Under the Commonwealth's construction of Code § 18.2-370.5(B), however, the school board would be permitted to exercise its supervisory authority granted by Article VIII.   Once a circuit court has lifted the ban imposed by Code § 18.2-370.5(A), the school board would be permitted to determine whether, and under what circumstances, an offender may enter onto school property.

The Commonwealth's construction of the statute also would permit the circuit court to lift the statutory ban in part, specifying the extent to which the ban is lifted regarding the time, place, and reasons for being present on school property.   After the circuit court lifts the statutory ban in full or in part, the school board then would be permitted to decide whether to allow the offender entry within all or part of the scope of the lifted ban.

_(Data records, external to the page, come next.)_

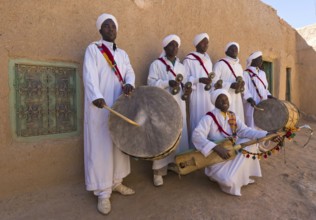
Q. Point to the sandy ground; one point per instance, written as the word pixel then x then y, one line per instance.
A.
pixel 286 191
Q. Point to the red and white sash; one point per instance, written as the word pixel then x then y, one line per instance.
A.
pixel 110 59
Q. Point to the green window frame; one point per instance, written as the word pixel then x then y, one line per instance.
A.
pixel 44 99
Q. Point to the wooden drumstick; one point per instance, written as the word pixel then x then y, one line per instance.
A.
pixel 257 108
pixel 121 116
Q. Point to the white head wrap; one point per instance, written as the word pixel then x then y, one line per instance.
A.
pixel 230 44
pixel 198 38
pixel 218 92
pixel 103 18
pixel 170 38
pixel 253 56
pixel 167 40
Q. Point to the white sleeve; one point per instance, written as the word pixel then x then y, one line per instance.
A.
pixel 154 79
pixel 129 75
pixel 199 136
pixel 91 75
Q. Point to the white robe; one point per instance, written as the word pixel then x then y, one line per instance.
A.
pixel 104 163
pixel 233 174
pixel 223 72
pixel 264 92
pixel 200 100
pixel 158 76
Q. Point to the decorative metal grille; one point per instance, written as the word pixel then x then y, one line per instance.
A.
pixel 45 100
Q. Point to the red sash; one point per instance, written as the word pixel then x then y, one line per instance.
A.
pixel 253 82
pixel 110 59
pixel 231 69
pixel 253 74
pixel 169 69
pixel 220 128
pixel 200 61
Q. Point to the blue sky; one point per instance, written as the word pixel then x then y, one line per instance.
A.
pixel 298 13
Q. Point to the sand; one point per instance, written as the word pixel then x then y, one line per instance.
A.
pixel 287 190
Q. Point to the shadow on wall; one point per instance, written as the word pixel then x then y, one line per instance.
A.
pixel 306 56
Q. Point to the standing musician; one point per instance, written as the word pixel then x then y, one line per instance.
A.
pixel 229 69
pixel 220 124
pixel 163 73
pixel 257 84
pixel 198 67
pixel 107 73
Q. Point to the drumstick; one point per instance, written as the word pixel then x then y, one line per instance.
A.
pixel 121 116
pixel 257 108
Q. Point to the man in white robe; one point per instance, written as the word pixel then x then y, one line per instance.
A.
pixel 105 165
pixel 257 84
pixel 161 77
pixel 233 174
pixel 222 71
pixel 200 99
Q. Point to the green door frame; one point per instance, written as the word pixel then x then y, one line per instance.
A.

We agree with the Commonwealth's construction of the statute because this interpretation permits the school board to exercise fully its supervisory authority under Article VIII, while preserving the circuit courts' authority to determine whether the statutory ban should be lifted in whole or in part based on the particular circumstances of a given offender.   This construction ensures the constitutionality of the statute and preserves the sound legislative purpose of involving both the courts and the affected day care and school authorities in these decisions of manifest public importance.

Finally, our conclusion is not altered by Doe's argument that because the General Assembly has enacted many statutes directly or indirectly affecting the supervisory authority of school boards, Code § 18.2-370.5 is simply another statute that imposes restrictions on the school boards' exercise of its supervisory authority.   This argument is unpersuasive because it relies primarily on the passage of various unrelated legislative enactments, rather than on a substantive analysis of the statute at issue.   We also find no merit in Doe's remaining arguments.

For these reasons, we will reverse the circuit court's judgment and remand the case for a determination whether, and under what circumstances, the statutory ban of Code § 18.2-370.5 applicable to Doe should be lifted in whole or in part.

Reversed and remanded.

OPINION BY Justice BARBARA MILANO KEENAN.